Does Editing Provide Evidence for Localization?
Zihao Wang, Victor Veitch

TL;DR
This paper critically examines whether editing internal components of large language models truly provides evidence for localization of semantic behaviors, revealing that such edits often do not confirm meaningful localization.
Contribution
The paper introduces a new method for finding optimal localized edits in LLMs and demonstrates that these edits do not reliably indicate true localization of behaviors.
Findings
Optimal edits at random locations are as effective as those at aligned locations.
Localized edits often do not provide strong evidence for true localization.

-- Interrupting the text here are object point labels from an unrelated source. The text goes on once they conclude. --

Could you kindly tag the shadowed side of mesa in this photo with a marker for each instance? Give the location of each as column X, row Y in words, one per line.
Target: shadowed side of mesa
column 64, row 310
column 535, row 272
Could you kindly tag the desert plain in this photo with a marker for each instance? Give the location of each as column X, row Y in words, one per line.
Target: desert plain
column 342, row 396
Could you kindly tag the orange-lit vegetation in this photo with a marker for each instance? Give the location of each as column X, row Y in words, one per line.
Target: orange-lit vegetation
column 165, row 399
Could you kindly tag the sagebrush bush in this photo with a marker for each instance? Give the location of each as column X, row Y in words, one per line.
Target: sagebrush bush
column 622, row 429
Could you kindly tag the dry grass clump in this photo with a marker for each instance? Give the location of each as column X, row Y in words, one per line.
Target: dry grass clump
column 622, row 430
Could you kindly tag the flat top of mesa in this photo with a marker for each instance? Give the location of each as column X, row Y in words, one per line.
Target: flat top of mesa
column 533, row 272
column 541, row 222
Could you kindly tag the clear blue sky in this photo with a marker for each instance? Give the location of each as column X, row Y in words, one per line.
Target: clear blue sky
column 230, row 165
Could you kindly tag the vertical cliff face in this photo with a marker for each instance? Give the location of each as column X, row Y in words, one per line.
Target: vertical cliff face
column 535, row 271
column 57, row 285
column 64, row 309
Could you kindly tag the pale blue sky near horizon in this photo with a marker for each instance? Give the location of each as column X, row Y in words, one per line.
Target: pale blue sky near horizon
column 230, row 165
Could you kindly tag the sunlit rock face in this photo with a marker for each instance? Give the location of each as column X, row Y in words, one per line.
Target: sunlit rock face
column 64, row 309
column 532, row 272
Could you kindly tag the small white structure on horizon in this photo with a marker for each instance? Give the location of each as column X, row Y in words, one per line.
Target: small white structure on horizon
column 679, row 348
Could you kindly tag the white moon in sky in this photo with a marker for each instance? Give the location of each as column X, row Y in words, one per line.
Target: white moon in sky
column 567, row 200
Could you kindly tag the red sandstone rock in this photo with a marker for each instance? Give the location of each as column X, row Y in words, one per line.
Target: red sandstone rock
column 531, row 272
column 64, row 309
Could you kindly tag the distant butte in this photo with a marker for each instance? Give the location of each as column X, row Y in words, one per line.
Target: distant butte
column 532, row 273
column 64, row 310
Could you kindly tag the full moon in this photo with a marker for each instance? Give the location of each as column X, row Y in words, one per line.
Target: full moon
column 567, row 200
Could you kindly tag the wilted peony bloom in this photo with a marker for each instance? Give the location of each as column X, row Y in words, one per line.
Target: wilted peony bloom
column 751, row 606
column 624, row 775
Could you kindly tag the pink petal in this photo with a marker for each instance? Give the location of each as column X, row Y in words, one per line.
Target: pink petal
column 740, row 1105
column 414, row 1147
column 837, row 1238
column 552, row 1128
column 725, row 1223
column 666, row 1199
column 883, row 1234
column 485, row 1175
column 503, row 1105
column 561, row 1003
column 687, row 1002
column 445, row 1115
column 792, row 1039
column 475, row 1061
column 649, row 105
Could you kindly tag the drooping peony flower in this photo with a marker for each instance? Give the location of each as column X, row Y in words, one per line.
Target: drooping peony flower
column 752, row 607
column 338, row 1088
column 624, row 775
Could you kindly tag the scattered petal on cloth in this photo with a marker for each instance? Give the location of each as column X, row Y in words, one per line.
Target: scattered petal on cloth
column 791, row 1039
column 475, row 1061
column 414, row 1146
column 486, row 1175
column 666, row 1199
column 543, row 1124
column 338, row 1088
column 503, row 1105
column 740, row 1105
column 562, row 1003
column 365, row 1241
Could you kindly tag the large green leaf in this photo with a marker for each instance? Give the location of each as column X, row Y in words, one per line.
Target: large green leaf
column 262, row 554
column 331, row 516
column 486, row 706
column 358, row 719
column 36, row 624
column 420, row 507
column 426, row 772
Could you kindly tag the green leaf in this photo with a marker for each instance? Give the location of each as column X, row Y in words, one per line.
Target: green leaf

Evidence from edits alone is insufficient to confirm semantic localization.
Abstract
A basic aspiration for interpretability research in large language models is to "localize" semantically meaningful behaviors to particular components within the LLM. There are various heuristics for finding candidate locations within the LLM. Once a candidate localization is found, it can be assessed by editing the internal representations at the corresponding localization and checking whether this induces model behavior that is consistent with the semantic interpretation of the localization. The question we address here is: how strong is the evidence provided by such edits? To evaluate the localization claim, we want to assess the effect of the optimal intervention at a particular location. The key new technical tool is a way of adapting LLM alignment techniques to find such optimal localized edits. With this tool in hand, we give an example where the edit-based evidence for…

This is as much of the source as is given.